The Thinker is thinking all right. At the same time, he is not thinking. He allows himself to be manipulated by his kind of sources. First, he does not question the materials he reads, but readily takes them in as authorities. Just by the title alone, one can grasp the sphere the topic is delving into. “Numerology and the Divine Triangle,” for one. Occult, for one. Then, by taking things hook, line, and sinker, he places himself readily into their hands in as small as his birth date to as large as his role on earth.

The Thinker wrote about how we differed. Of my blog, he said –

I didn’t find your thoughts. I found a lot of other people’s thoughts.
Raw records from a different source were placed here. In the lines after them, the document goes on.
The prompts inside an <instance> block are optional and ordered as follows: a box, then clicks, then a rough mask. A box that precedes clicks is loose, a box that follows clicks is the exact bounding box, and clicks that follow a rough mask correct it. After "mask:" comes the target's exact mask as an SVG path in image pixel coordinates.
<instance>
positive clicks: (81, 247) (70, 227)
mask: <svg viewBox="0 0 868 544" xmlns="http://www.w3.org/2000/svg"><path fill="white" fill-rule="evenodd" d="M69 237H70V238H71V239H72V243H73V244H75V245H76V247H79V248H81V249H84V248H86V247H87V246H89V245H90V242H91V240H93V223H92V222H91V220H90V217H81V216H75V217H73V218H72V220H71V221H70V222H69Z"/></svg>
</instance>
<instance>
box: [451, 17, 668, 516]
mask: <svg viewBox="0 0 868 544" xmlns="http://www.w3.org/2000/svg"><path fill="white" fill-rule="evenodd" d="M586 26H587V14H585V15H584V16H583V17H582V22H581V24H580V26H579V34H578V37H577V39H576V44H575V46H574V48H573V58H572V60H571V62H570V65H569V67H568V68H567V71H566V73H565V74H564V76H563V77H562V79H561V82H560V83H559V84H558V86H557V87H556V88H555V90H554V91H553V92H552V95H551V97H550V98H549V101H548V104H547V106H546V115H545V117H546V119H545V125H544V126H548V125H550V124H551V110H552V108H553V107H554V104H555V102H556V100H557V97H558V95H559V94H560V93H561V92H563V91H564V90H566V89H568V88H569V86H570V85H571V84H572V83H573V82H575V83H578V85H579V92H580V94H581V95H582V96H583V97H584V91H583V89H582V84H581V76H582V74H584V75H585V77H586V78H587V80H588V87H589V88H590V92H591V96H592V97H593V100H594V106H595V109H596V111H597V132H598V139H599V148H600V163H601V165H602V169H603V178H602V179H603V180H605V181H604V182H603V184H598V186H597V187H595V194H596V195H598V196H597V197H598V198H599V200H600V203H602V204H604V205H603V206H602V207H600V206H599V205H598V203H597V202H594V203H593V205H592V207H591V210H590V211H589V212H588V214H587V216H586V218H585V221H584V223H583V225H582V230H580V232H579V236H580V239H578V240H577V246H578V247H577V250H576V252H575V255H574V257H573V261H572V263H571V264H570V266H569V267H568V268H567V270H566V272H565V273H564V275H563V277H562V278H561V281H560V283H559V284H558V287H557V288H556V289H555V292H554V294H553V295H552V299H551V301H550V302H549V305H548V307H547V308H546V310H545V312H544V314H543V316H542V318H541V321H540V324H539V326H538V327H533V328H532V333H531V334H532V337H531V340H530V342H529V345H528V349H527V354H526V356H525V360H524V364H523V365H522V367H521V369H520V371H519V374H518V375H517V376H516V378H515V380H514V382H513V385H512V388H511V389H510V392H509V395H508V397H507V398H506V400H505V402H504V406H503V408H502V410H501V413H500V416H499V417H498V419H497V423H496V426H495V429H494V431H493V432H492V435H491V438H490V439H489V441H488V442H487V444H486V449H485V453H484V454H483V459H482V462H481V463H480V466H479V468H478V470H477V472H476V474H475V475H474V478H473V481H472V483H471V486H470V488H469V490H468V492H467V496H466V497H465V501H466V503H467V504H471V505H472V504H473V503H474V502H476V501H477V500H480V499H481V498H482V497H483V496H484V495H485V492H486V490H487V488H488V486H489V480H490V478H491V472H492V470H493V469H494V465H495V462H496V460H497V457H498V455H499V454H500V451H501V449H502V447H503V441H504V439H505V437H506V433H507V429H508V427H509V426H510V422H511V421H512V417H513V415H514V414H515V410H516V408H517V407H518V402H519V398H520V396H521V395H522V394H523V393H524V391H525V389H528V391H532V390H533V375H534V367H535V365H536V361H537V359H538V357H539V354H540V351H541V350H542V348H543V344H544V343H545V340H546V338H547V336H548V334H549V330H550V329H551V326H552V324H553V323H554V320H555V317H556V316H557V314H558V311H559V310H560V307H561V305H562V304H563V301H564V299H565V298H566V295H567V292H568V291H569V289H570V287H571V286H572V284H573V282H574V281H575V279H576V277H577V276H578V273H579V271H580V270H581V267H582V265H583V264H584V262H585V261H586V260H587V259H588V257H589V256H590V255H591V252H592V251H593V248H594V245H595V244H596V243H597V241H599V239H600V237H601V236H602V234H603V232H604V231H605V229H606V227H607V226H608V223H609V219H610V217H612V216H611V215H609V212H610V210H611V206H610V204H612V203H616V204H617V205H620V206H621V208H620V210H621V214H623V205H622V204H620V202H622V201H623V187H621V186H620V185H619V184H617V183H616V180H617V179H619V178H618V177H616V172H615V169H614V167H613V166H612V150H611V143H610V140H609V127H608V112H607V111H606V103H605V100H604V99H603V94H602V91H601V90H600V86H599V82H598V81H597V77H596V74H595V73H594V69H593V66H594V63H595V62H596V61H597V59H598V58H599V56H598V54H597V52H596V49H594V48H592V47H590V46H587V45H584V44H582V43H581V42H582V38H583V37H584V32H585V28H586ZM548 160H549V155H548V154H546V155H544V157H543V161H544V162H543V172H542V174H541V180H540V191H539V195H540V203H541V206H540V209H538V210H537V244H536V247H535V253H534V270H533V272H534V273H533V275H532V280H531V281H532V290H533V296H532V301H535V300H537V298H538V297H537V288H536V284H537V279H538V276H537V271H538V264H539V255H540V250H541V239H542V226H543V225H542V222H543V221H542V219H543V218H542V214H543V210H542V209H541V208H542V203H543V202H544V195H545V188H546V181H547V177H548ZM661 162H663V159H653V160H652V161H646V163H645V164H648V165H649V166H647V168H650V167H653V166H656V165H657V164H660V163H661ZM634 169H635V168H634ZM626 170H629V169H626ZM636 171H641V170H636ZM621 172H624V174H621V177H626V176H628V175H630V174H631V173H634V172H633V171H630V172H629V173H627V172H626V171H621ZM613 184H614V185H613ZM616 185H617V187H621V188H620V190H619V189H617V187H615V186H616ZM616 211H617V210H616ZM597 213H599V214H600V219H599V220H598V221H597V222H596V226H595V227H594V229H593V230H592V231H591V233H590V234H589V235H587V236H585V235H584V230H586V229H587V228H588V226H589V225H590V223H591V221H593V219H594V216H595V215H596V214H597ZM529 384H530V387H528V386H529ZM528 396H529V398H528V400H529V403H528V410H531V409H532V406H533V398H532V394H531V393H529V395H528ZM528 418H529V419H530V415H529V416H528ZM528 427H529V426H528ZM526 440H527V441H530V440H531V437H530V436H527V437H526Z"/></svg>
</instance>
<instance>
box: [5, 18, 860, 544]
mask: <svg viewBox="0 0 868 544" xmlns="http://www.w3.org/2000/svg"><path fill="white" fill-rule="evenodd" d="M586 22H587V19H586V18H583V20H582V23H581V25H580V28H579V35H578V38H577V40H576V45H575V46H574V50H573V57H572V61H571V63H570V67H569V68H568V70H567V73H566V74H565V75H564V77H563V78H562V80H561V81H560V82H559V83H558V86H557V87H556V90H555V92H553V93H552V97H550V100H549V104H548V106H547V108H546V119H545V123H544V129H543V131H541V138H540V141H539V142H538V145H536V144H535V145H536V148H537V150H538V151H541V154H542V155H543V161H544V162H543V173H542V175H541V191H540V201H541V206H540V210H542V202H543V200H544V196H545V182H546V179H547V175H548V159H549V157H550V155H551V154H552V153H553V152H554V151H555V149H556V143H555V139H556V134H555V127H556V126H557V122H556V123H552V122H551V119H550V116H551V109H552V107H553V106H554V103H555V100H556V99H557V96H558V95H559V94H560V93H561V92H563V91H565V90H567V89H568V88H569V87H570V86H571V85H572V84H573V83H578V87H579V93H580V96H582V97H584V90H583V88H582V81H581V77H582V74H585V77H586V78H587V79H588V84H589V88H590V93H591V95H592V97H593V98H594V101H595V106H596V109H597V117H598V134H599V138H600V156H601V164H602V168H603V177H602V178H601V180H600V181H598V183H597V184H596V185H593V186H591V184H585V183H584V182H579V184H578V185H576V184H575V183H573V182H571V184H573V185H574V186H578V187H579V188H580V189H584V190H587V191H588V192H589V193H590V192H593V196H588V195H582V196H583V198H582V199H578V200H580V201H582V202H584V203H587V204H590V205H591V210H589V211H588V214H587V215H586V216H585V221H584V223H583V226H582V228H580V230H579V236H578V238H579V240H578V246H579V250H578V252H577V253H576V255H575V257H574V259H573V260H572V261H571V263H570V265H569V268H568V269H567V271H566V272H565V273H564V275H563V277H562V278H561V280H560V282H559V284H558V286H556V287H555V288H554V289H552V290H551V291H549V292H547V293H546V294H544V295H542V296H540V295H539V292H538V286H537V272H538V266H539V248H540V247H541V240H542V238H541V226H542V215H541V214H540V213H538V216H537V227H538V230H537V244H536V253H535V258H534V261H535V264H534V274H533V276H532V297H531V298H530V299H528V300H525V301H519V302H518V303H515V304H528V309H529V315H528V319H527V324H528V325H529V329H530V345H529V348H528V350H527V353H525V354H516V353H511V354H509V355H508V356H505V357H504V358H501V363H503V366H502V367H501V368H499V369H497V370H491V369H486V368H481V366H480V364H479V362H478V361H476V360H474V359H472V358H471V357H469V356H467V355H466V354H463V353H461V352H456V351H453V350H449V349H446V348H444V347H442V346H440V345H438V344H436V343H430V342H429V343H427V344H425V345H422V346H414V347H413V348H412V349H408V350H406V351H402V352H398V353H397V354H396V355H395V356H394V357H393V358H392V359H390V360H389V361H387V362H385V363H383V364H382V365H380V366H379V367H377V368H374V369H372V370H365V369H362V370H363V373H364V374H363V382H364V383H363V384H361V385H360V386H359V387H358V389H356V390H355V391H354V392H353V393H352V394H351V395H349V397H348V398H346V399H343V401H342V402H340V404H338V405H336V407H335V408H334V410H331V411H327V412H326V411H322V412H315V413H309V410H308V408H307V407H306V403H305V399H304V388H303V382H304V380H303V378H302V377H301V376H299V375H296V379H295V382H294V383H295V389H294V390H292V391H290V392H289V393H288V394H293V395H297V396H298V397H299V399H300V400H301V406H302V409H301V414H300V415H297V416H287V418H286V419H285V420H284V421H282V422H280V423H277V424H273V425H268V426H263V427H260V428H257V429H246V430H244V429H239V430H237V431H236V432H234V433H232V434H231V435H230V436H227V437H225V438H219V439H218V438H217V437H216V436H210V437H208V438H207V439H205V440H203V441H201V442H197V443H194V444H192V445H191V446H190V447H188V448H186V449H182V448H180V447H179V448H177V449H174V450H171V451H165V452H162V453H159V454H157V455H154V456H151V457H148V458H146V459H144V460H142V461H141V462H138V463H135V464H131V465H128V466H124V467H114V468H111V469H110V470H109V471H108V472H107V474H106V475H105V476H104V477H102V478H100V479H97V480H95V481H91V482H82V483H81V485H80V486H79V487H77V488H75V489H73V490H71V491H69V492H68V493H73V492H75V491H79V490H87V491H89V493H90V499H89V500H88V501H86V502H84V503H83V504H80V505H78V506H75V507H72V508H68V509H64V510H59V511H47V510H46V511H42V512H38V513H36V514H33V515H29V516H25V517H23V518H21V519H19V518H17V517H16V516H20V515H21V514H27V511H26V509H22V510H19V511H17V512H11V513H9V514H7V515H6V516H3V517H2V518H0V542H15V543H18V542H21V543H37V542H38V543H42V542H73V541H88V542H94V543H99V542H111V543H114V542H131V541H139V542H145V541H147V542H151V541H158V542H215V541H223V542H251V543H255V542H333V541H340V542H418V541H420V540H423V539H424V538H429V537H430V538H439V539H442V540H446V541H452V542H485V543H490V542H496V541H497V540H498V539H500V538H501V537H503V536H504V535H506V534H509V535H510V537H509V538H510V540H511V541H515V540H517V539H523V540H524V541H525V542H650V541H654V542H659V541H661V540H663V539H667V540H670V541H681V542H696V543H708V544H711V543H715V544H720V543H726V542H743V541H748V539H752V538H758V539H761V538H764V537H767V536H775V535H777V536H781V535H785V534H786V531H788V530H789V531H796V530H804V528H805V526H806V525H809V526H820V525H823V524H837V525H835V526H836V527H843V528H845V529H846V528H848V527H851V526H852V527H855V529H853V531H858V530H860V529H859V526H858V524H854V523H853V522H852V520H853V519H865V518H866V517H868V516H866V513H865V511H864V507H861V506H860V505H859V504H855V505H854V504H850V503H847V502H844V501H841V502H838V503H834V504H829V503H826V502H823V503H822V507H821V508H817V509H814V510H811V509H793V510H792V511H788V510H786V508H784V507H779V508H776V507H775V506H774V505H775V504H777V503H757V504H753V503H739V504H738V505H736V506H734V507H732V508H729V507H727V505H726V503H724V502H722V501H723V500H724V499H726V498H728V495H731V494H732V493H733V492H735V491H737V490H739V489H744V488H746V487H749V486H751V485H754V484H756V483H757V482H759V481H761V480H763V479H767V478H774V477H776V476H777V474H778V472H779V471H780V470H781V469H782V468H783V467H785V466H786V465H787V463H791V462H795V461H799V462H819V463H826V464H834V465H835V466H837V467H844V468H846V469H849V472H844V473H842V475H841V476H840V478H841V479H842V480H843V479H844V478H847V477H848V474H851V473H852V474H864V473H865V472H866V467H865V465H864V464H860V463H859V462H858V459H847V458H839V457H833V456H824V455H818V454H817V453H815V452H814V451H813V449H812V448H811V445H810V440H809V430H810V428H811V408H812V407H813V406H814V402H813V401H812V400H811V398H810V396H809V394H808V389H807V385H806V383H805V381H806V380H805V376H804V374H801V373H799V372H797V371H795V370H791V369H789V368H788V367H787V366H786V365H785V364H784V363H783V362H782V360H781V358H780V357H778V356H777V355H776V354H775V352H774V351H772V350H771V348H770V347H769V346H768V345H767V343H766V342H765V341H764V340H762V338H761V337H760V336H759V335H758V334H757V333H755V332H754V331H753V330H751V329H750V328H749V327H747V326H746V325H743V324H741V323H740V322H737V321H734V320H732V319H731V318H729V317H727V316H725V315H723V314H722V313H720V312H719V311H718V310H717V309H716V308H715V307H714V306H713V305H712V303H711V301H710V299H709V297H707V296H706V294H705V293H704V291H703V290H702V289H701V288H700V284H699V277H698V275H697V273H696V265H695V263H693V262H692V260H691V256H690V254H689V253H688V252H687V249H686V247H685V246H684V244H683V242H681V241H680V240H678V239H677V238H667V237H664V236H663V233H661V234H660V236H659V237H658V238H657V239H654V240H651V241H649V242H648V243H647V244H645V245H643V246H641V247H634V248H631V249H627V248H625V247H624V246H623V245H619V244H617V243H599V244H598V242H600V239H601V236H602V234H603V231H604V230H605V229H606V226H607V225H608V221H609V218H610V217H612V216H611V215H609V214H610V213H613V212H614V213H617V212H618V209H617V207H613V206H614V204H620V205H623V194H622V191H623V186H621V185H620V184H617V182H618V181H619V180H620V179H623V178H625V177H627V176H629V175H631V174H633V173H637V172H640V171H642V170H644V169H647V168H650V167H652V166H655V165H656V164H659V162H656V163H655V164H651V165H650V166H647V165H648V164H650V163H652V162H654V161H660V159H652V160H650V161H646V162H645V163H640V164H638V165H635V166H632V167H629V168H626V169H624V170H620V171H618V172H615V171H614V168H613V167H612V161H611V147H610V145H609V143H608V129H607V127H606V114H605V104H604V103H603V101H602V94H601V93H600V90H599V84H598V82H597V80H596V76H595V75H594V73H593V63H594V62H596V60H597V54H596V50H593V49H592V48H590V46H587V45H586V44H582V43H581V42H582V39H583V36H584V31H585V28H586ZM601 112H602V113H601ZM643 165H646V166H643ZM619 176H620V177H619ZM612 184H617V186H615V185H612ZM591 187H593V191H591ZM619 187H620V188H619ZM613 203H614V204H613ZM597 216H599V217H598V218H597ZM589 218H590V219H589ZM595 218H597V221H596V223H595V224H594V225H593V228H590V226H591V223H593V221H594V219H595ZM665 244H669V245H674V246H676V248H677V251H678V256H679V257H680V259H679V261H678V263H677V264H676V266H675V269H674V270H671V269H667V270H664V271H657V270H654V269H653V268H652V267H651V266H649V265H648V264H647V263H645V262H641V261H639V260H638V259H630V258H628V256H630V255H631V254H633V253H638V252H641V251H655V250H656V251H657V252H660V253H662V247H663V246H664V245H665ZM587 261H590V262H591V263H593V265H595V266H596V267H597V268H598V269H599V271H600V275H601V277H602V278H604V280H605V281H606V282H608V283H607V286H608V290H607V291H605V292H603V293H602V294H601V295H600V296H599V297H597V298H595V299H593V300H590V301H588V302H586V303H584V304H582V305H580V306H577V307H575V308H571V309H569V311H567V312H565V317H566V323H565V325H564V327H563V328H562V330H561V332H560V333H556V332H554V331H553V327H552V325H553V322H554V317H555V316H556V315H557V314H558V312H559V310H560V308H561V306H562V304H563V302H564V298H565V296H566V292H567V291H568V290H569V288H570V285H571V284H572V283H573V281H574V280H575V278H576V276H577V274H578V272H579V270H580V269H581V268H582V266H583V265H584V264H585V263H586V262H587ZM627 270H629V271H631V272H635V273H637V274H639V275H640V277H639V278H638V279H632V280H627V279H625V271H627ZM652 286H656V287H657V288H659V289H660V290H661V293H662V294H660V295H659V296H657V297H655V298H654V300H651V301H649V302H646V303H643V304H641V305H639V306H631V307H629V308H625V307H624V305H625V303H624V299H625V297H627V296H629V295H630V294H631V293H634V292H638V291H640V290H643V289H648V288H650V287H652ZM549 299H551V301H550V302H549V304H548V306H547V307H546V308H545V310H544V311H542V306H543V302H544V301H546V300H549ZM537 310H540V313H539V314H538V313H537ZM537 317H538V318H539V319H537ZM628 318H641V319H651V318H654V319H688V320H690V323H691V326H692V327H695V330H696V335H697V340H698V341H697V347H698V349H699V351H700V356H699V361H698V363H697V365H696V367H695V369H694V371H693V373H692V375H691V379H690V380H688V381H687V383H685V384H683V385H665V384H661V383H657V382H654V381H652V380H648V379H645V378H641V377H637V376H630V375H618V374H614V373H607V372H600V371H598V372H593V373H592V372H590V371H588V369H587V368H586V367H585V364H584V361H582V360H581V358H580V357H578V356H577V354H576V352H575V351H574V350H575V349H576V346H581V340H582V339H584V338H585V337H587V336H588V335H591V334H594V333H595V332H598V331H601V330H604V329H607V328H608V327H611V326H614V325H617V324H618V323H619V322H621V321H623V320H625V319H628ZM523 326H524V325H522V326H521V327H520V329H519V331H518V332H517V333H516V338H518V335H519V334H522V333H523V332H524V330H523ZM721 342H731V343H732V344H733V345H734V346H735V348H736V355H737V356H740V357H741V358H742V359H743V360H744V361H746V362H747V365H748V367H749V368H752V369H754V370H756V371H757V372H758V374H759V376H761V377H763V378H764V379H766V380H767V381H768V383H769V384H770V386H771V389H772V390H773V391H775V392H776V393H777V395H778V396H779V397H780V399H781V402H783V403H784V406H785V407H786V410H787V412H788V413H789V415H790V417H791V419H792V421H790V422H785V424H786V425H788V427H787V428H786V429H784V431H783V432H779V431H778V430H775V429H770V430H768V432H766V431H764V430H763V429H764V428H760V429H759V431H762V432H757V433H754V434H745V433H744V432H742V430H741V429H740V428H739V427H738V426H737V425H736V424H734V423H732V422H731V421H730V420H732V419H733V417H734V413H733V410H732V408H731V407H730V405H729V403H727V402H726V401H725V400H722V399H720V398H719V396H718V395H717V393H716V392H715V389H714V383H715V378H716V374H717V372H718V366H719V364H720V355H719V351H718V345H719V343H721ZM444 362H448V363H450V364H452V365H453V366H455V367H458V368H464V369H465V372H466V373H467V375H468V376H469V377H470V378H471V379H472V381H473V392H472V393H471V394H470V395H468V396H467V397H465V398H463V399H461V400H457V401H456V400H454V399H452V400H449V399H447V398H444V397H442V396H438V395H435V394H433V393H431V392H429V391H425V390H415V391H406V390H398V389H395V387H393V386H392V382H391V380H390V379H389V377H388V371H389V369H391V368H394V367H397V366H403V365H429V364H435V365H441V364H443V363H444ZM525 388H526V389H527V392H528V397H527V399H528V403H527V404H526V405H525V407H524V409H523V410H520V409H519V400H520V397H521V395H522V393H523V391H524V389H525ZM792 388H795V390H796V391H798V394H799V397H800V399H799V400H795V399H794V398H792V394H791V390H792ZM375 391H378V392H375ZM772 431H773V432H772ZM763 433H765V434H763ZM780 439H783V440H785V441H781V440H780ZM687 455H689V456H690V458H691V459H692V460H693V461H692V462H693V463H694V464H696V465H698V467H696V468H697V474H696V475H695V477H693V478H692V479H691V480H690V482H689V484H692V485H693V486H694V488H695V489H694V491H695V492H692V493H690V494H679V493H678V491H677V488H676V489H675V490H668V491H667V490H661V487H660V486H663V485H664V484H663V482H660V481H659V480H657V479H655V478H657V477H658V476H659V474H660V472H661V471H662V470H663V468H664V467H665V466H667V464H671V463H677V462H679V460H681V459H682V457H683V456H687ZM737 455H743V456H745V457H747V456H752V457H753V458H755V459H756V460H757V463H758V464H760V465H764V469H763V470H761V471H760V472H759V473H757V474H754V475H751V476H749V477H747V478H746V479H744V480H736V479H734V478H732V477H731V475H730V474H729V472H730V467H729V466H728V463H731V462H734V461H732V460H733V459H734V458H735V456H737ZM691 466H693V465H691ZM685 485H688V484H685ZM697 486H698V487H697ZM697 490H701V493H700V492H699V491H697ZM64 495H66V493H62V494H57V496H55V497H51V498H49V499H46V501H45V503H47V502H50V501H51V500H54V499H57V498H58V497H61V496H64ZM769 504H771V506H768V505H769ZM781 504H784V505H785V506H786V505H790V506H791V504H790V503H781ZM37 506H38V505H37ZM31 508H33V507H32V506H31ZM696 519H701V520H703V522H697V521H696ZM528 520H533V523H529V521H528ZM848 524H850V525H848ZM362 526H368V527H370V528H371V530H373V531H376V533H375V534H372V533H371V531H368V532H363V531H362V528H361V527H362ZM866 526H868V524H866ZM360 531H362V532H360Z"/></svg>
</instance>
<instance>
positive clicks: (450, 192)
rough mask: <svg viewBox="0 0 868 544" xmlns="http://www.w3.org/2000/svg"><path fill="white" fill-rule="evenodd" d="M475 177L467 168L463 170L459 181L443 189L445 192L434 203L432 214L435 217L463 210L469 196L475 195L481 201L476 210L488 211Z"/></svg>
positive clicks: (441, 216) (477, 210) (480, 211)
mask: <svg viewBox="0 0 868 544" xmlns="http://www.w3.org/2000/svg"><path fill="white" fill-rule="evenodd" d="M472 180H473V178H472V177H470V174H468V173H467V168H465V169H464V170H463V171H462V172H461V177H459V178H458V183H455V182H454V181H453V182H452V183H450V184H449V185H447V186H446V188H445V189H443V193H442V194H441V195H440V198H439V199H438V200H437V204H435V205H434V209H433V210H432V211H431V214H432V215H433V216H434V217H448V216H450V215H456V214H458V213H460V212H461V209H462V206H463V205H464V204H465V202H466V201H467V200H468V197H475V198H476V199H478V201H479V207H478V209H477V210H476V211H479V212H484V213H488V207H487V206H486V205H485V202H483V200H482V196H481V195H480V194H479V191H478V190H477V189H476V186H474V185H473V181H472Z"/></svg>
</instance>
Well, to The Thinker, this is what I can say as my contribution in the bid for thinking -

I am a journalist, a communications specialist, and – in my coined words – a communications activist. (I have added this category in my profile at Poynter Institute but I have yet to hear of such).

I have to contribute to my science by protecting it. I believe every communication has a social responsibility - and that is taking care of its message that nobody is unrightfully dis-empowered by it. In sum, no one should ride the lines of communication to hit another without cause. Part of my fight is in reviewing works, resources, and websites.

That is my share in the bullwork for thinking.